If it is a party once a year then yes your SO was right to try to include his daughter so that she can bond with his family. Yes it is shitty that you loose a weekend alone with him but it is once a year...get over it.

Yes there are lots of ways he could have handled it better....remembering in advance that it wasn't his weekend with his daughter, talking to you about it telling you that he is sorry you two don't get your weekend together but his family party is important to him. But skipping the annual party or excluding his daughter from it I don't think are reasonable demands.

As for asking BM in advance, yes again he should have been organized enough to remember to ask her, but fortunately for him she is reasonable enough to let her daughter enjoy time with her extended family and presumably had no significant plans. I'm sure at some point your SO can repay the favor to BM so that you and your SO can have some alone time or when something comes up at the last minute for BM your SO can be flexible enough to let BM take her daughter.

Yes some people have to stick to the letter of the CO, others who are fortunate enough to deal with reasonable people can be flexible when required.

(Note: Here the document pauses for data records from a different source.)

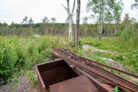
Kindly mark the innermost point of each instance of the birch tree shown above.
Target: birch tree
(77, 22)
(70, 18)
(99, 9)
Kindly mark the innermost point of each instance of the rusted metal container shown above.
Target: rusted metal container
(53, 72)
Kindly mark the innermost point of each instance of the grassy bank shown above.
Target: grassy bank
(19, 54)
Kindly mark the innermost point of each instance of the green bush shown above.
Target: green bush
(8, 60)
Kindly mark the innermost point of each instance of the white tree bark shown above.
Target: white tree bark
(101, 19)
(70, 19)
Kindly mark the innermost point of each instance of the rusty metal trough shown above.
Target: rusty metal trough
(73, 73)
(53, 72)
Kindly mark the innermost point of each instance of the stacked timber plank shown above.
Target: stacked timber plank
(73, 73)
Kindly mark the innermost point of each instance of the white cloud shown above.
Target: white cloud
(15, 10)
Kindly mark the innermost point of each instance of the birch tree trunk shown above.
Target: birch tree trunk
(77, 22)
(70, 19)
(70, 30)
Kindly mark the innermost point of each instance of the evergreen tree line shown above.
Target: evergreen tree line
(29, 28)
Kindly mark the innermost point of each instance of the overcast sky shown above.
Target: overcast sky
(15, 10)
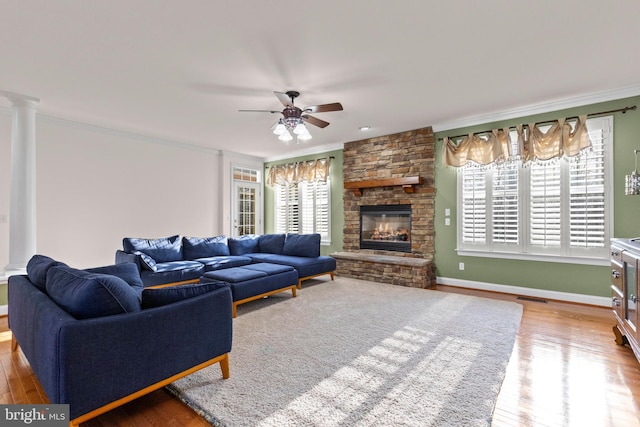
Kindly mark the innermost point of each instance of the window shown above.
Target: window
(303, 208)
(559, 208)
(246, 199)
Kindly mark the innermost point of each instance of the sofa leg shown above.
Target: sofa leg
(224, 366)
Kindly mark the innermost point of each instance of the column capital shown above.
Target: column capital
(20, 100)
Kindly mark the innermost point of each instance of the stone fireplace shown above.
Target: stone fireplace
(386, 227)
(381, 174)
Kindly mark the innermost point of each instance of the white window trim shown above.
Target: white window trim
(325, 239)
(490, 250)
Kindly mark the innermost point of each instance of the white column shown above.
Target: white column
(22, 199)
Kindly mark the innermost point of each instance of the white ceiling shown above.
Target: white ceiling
(181, 70)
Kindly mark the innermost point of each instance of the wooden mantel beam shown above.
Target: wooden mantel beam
(408, 184)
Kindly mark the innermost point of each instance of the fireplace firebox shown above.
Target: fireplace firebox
(386, 227)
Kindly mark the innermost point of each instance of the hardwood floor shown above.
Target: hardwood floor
(566, 370)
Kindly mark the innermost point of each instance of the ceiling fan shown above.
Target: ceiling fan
(294, 118)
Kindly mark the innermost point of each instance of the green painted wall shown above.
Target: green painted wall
(337, 205)
(572, 278)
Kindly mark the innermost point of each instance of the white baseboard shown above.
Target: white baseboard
(529, 292)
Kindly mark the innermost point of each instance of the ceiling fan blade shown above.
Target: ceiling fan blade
(315, 121)
(259, 111)
(284, 98)
(324, 108)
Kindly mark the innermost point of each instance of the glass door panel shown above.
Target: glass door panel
(246, 208)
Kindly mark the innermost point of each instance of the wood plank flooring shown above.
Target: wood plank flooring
(566, 370)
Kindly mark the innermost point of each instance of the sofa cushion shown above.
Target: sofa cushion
(127, 271)
(37, 268)
(162, 296)
(269, 268)
(234, 275)
(220, 262)
(161, 249)
(271, 243)
(86, 295)
(306, 245)
(246, 244)
(171, 272)
(204, 247)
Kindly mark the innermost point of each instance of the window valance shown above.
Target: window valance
(561, 139)
(294, 173)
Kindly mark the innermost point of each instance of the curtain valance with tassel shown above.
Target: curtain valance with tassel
(294, 173)
(560, 140)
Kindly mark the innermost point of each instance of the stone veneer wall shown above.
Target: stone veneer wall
(410, 153)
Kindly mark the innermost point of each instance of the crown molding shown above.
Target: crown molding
(546, 107)
(308, 152)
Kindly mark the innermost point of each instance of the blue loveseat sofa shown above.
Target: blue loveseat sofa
(97, 339)
(175, 259)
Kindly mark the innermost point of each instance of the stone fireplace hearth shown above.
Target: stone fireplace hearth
(389, 171)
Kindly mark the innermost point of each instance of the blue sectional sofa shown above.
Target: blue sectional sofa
(97, 338)
(176, 259)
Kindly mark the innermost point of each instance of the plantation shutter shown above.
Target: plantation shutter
(545, 205)
(474, 206)
(322, 210)
(308, 207)
(587, 196)
(314, 198)
(286, 208)
(505, 206)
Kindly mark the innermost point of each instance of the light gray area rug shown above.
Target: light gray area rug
(358, 353)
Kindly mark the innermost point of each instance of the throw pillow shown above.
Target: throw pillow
(163, 249)
(204, 247)
(306, 245)
(147, 262)
(127, 271)
(247, 244)
(86, 295)
(37, 268)
(271, 243)
(158, 297)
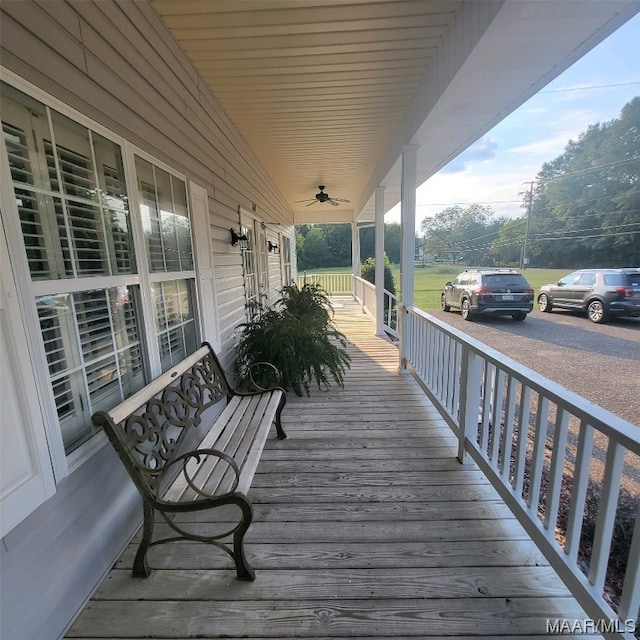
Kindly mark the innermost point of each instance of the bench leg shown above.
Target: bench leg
(279, 430)
(243, 568)
(140, 564)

As for moving in together, if you can't even spend one weekend with the SD then I would either not bother moving in together until she finishes visitations or keep your apartment so you have a retreat on SD weekends or just let this relationship go...maybe it isn't for you.

JYMCat's picture

You misunderstood my point. Also, S/O has full physical custody of FSD. She sees her extended family literally everyday because she lives with them and her father. BM however only gets to see her daughter EOW so I don't think it's fair that S/O takes some of what little time BM already has. I am not DEMANDING anything. We simply didn't agree that it was fair for him to be taking FSD on BM's time. At not point in my conversation with him or in my post did I say I was demanding him to do anything. I also don't spend ONE weekend with her it's every other weekend IF BM doesn't flake. Which she does constantly so more often than not, it's EVERY weekend. There is nothing wrong with me wanting to opt out of a weekend to spend time with MY family and friends. S/O rarely will pack FSD in the car to attend something with me so I'm left with having to choose between seeing him or my people. I think that would bother a lot of people not just me.